Install Mosquitto MQTT broker on a Raspberry Pi or PC. On the ESP32, use the PubSubClient library. Configure your Wi-Fi credentials and broker IP, then publish sensor data to topics like home/monitor/pm25 and home/monitor/tvoc. In Home Assistant, create MQTT sensors that listen to these topics. You can then build dashboards, set automations (e.g., turn on a purifier when PM2.5 > 50), and log historical data to the HA database. This is my recommended setup for long-term use.
If you don’t use Wi-Fi, add a microSD card module. Connect CS to GPIO5, MOSI to GPIO23, MISO to GPIO19, and SCK to GPIO18. Use the SD library to write a line of CSV data every minute. Format: epochtime,pm25,pm10,tvoc,temp,humidity. You can then remove the card and import into Excel or a timeseries database. This approach uses more GPIO pins but gives you full ownership of your data.
Purchase a HEPA filter or use a known clean space. Place your sensor in a sealed box with a HEPA-filtered air intake (e.g., a DIY fan-box with a MERV 13 filter). After 20 minutes, the PM2.5 reading should drop below 5 µg/m³. If it reads 10+ µg/m³, your sensor may have a debris problem or you need to recalibrate the zero point. Some PMS5003 modules have a small hole for a reset button—hold it for two seconds to zero the baseline.
The SGP30’s VOC baseline drifts over months. To recalibrate, expose it to fresh outdoor air for 24 hours (filtered through a HEPA membrane) and then send the command sgp.setIAQBaseline(...) with a known good baseline from the datasheet. Alternatively, run the sensor for 12 hours in clean air and log the baseline value, then hardcode it in firmware. Expect the TVOC to be accurate within ±30%—this is a sensor-grade measurement, not lab-grade.
Borrow a friend’s PurpleAir or buy an inexpensive second-hand AirVisual monitor. Place both monitors next to each other for 48 hours. Plot the PM2.5 readings—if your DIY device differs by more than 10 µg/m³, check for correct fan orientation (the PMS5003 needs to be oriented vertically, not flat). For temperature, a 1°C offset is normal due to internal heating from the ESP32; you can compensate by subtracting 1.0°C from the BME280 reading in software.
Once your monitor is running for a week, examine the peak PM2.5 levels during specific times—like just before sunset when people cook dinner, or during vacuuming. If PM2.5 exceeds 35 µg/m³ for more than two hours a day, consider a HEPA air purifier in that room.

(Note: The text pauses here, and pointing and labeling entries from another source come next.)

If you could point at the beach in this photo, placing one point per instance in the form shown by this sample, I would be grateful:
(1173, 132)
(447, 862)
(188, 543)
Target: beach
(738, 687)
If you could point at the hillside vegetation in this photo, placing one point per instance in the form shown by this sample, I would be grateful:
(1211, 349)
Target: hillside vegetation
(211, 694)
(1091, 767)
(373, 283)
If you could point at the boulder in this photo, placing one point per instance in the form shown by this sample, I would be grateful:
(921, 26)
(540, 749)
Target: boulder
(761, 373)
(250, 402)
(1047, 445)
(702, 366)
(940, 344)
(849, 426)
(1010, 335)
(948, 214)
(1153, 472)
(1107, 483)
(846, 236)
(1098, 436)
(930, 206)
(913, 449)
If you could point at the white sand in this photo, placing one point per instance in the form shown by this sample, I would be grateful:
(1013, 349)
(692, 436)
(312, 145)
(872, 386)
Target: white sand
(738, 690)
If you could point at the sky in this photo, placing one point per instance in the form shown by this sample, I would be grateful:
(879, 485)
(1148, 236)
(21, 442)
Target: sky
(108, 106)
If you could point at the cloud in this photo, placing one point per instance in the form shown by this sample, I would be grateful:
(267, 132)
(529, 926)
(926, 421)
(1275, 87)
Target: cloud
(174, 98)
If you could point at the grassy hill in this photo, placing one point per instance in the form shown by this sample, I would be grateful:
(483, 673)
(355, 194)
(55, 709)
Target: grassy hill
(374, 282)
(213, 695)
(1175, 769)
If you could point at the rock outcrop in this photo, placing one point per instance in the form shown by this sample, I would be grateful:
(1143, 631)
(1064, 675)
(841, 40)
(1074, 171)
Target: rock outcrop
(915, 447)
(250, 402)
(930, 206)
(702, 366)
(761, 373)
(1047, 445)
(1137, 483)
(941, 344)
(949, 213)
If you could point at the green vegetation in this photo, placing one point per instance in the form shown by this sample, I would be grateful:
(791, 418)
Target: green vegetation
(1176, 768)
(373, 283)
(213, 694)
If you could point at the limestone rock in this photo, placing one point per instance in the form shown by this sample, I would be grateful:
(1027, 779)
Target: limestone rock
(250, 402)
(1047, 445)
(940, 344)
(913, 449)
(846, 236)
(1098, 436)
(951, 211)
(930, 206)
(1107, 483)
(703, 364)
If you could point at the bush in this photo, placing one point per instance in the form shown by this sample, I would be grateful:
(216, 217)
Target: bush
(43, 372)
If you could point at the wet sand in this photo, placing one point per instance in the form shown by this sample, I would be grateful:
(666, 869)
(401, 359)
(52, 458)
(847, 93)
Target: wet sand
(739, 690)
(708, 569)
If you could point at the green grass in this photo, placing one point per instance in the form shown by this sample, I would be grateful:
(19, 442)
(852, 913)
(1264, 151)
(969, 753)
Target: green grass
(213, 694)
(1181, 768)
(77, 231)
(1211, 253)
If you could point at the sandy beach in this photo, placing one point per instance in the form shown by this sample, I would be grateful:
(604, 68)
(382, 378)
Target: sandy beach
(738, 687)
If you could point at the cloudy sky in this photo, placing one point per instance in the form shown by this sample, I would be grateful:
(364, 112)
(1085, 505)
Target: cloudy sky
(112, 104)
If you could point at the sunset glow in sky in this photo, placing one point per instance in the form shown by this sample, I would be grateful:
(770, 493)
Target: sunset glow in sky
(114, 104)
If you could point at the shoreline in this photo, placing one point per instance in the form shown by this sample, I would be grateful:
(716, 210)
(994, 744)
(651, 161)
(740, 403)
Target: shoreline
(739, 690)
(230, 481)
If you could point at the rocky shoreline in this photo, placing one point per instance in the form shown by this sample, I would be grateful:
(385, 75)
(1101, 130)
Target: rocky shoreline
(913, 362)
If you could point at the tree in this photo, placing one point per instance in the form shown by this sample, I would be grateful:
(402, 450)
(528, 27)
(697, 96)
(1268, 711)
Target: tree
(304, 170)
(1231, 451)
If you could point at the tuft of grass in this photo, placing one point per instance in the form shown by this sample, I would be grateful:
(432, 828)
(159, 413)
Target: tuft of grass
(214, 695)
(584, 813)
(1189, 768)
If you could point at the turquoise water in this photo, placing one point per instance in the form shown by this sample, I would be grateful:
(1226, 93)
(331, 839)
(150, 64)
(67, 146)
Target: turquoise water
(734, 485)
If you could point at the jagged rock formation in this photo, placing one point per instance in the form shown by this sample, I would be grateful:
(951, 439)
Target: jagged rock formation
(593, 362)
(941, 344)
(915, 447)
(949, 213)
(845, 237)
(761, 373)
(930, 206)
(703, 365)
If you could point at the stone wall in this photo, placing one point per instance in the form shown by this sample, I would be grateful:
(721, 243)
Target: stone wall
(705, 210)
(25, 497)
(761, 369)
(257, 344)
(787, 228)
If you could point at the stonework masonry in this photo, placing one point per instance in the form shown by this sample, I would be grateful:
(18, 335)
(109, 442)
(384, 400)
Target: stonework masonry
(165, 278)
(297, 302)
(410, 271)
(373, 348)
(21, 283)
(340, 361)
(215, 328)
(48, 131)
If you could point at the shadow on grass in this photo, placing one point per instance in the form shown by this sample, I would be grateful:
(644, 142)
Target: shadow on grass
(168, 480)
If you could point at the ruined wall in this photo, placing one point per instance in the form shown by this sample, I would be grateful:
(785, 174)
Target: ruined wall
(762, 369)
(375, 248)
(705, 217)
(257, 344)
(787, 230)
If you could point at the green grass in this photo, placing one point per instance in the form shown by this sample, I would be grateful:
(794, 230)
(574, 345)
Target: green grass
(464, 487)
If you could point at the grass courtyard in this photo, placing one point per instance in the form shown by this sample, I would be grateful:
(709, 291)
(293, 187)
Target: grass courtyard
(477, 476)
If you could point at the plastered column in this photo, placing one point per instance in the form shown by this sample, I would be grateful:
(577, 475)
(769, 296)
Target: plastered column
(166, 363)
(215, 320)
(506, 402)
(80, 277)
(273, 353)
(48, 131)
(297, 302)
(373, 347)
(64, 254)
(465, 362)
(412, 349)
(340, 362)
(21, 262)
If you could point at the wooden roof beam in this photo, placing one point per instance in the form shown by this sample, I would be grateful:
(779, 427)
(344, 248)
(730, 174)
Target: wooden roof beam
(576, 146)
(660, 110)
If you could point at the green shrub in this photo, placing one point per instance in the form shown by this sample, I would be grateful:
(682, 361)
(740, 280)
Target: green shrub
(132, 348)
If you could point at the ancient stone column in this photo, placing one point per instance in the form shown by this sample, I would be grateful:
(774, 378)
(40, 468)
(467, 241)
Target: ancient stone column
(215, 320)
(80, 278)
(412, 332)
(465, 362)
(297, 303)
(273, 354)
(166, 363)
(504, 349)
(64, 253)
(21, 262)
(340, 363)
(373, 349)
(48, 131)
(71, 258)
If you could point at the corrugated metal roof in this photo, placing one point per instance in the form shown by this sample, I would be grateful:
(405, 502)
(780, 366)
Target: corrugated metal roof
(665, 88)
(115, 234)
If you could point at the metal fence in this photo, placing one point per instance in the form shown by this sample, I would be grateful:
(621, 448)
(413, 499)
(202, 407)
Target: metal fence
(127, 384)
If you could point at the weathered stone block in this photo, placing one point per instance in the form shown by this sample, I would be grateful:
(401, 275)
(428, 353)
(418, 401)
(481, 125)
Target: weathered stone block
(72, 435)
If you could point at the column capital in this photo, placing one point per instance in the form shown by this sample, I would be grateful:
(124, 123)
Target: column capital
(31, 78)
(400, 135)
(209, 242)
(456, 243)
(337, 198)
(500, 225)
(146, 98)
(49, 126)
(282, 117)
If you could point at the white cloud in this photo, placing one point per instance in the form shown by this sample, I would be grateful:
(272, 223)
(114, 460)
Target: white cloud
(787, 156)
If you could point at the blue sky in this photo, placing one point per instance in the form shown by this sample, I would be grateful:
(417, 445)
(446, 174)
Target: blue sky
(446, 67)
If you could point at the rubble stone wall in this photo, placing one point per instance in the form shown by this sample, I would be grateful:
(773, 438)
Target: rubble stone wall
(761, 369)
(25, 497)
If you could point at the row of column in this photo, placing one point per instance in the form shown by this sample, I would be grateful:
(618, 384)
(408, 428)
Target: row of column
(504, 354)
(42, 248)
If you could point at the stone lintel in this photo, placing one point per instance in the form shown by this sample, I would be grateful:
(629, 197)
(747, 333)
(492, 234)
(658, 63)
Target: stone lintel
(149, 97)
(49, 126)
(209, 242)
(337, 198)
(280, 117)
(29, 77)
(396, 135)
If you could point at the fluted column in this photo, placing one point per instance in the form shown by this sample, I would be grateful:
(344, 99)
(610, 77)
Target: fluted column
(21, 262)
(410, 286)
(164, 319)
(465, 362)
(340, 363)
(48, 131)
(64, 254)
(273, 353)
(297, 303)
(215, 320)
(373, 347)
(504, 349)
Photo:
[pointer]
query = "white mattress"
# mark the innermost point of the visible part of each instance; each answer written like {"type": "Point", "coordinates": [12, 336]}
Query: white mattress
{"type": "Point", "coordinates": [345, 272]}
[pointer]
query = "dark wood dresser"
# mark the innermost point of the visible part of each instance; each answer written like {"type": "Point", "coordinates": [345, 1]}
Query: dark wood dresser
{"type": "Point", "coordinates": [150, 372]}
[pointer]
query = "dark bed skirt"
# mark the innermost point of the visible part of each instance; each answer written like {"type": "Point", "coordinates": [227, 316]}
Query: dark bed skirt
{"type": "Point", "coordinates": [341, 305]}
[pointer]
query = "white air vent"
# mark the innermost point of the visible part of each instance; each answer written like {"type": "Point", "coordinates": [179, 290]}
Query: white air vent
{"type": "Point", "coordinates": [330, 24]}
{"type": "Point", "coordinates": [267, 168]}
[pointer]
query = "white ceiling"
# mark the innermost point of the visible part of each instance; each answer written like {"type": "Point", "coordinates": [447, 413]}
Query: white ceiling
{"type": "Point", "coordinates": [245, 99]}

If TVOC spikes above 500 ppb, check for new furniture, cleaning products, or lack of ventilation. Use your DIY monitor to test: run your HVAC fan continuously for 24 hours and compare the data with a fan-off period—many homes see a 40% drop in PM2.5 just from filtered circulation. The monitor isn’t a luxury; it’s a diagnostic tool for healthier indoor spaces.